Maryane Daigle, organisatrice communautaire au RAPSIM

PHOTO MARCO CAMPANOZZI, LA PRESSE

Mme Daigle a fait valoir mardi que même le scénario le plus optimiste de 300 nouvelles places serait insuffisant. Le RAPSIM demande donc aux gouvernements d’agir « selon leur responsabilité populationnelle ». Interrogée à savoir quels acteurs devaient en faire plus, Maryane Daigle a surtout souhaité que les différents paliers de gouvernement « arrêtent de se renvoyer la balle ».

À la mi-octobre, La Presse révélait que le Bureau du coroner avait recensé pas moins de 72 morts parmi la population itinérante du Québec en 2023, comparativement à seulement une vingtaine par année de 2019 à 2021.

Le RAPSIM parle d’une « crise humanitaire ». L’organisme reconnaît que la situation est difficile pour tout le monde et qu’il n’y a pas de réponse facile. Mais « le communautaire ne peut pas être le seul au front », insiste-t-il.

Le RAPSIM n’était pas en mesure de chiffrer ses demandes de façon plus précise, mardi. Mme Daigle estime toutefois qu’un millier de personnes – « et même peut-être plus » – risquent de se retrouver dans la rue cet hiver.

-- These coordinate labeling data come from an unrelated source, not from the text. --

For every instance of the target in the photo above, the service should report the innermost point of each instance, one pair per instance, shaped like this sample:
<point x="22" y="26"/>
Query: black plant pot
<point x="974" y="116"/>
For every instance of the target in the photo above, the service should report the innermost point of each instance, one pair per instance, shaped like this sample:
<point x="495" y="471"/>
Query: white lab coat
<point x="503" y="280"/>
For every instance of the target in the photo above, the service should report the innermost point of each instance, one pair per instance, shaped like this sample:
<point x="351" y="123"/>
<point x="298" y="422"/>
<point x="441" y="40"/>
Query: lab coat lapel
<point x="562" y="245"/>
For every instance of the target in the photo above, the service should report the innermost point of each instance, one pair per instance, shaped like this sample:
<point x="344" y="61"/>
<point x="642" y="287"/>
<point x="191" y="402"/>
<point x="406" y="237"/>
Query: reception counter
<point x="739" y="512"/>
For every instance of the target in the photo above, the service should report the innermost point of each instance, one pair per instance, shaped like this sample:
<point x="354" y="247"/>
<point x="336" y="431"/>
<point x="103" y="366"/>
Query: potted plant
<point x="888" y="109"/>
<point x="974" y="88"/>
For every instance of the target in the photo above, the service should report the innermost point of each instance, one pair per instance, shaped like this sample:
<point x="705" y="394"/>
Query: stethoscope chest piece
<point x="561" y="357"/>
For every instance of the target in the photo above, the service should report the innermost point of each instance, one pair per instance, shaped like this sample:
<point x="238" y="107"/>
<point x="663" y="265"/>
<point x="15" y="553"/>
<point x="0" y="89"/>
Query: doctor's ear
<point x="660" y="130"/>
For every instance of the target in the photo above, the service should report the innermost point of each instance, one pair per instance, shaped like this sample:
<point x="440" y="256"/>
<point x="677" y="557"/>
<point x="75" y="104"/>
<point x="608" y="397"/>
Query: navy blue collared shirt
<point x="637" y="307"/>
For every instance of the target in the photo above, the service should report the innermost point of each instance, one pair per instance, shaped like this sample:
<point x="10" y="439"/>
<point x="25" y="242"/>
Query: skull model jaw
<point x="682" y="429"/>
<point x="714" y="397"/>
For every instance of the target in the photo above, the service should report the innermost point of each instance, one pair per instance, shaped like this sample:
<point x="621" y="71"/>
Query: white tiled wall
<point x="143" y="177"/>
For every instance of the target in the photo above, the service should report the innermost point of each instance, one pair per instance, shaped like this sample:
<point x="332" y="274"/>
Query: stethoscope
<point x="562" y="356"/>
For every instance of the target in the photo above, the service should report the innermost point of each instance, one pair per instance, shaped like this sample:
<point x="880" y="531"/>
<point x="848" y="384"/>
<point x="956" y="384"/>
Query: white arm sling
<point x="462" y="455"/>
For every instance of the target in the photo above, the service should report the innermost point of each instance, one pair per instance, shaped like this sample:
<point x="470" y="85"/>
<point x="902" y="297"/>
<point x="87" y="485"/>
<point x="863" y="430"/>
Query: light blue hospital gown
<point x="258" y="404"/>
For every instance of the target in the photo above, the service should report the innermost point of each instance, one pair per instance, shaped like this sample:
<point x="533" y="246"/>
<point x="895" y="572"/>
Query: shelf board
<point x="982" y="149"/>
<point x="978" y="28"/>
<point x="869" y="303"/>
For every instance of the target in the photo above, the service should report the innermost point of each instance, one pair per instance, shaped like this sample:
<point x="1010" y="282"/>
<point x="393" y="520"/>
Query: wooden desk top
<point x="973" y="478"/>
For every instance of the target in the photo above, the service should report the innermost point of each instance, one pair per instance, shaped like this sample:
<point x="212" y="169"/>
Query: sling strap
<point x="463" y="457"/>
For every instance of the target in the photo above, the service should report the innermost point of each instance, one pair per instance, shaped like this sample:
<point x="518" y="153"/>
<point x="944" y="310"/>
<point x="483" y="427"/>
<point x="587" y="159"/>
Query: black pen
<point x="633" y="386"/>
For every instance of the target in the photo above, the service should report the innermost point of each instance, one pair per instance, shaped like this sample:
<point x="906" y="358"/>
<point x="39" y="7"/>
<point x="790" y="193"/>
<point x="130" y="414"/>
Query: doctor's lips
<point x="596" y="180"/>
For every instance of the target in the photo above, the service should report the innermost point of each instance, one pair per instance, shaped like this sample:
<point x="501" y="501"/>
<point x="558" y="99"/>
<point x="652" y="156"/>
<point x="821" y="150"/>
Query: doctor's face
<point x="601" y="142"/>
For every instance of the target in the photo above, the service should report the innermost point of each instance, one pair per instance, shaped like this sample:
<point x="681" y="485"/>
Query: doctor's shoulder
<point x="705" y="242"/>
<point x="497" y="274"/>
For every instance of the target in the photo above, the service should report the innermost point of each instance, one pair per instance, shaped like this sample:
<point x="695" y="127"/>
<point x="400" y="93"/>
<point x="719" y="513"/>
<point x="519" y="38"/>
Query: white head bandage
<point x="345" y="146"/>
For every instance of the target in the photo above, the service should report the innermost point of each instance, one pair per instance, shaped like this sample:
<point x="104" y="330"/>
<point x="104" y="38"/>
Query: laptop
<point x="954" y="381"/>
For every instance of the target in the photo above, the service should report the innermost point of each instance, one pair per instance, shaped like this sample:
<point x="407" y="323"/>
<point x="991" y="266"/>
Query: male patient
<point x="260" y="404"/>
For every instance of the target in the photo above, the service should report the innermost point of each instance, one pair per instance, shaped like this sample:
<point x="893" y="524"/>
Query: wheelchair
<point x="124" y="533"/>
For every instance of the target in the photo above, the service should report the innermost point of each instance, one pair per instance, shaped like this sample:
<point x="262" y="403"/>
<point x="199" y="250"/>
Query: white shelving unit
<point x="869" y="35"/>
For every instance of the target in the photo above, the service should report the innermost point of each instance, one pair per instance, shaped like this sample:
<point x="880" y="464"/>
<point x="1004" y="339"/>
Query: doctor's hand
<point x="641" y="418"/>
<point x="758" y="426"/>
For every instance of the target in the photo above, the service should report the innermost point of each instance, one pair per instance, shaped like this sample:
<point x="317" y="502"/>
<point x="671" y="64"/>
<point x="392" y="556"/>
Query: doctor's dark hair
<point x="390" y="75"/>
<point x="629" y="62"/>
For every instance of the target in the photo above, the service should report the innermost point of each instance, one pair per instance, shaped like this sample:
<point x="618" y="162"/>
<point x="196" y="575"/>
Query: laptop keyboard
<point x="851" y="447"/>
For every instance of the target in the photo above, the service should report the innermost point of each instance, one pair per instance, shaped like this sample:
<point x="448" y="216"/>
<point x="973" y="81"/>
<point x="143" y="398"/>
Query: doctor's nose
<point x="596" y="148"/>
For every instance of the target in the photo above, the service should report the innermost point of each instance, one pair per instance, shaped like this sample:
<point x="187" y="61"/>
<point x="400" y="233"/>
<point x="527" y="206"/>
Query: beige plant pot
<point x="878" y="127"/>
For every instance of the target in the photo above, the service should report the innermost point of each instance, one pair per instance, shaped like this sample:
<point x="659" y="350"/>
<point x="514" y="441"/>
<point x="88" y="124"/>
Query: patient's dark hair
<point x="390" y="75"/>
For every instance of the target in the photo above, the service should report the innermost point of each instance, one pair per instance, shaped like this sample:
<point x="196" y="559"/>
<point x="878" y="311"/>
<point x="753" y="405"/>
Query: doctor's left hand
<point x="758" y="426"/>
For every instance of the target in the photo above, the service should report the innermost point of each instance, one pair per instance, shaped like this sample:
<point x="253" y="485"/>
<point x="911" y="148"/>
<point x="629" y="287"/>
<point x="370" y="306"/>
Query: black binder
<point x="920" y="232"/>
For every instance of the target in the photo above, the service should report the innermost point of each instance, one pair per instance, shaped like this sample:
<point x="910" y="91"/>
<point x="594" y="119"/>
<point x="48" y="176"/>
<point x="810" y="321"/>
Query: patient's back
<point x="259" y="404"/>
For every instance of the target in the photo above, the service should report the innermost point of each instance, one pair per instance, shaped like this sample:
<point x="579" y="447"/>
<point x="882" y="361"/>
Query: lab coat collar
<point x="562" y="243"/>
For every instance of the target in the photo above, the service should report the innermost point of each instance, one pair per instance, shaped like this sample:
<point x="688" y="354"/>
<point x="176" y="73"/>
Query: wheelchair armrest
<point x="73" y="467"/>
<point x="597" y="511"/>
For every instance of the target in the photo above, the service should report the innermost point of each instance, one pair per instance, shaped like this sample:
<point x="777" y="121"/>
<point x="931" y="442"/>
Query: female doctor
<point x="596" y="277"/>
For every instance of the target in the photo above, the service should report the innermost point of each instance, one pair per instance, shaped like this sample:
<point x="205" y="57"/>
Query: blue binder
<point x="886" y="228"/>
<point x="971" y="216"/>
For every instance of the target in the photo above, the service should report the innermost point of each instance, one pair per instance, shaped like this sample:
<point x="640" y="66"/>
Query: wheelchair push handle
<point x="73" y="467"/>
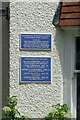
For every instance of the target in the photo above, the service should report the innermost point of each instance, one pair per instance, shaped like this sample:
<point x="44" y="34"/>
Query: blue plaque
<point x="35" y="69"/>
<point x="35" y="42"/>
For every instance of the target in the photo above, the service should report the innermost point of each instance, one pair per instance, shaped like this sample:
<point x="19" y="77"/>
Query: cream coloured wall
<point x="35" y="17"/>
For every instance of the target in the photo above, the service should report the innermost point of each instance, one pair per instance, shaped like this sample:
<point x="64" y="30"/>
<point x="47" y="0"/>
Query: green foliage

Pour pallier la crise dans l’immédiat, elle n’hésite pas à tourner son regard vers la période pandémique, quand des mesures d’urgence ont été mises en place. Mobiliser le personnel des CIUSSS et transformer temporairement des hôtels en refuges figurent au nombre des actions qui pourraient être mises en place.

Le RAPSIM s’inquiète surtout de voir différentes instances s’engager dans l’autre sens. Il fait état d’une « hostilité » croissante envers les personnes sans-abri. Mme Daigle regrette également que des lieux dits « informels », comme les entrées de commerces et les stations de métro, leur ferment leurs portes.

Montréal veut de l’aide

La mairesse de Montréal, Valérie Plante, approuve la sortie des organismes communautaires. « Je comprends leurs préoccupations, a-t-elle réitéré mardi. Et c’est très important pour moi de dire aux gouvernements provinciaux et fédéraux : ‟Trouvez une solution.” »

Valérie Plante

PHOTO PATRICK SANFAÇON, LA PRESSE

Son administration appelle les gouvernements à débloquer « tout de suite » les 100 millions de dollars découlant d’un fonds de 250 millions annoncé par Ottawa en septembre 2024. « On attend encore les sommes et les sites qui pourraient être ouverts à court terme », a insisté Mme Plante.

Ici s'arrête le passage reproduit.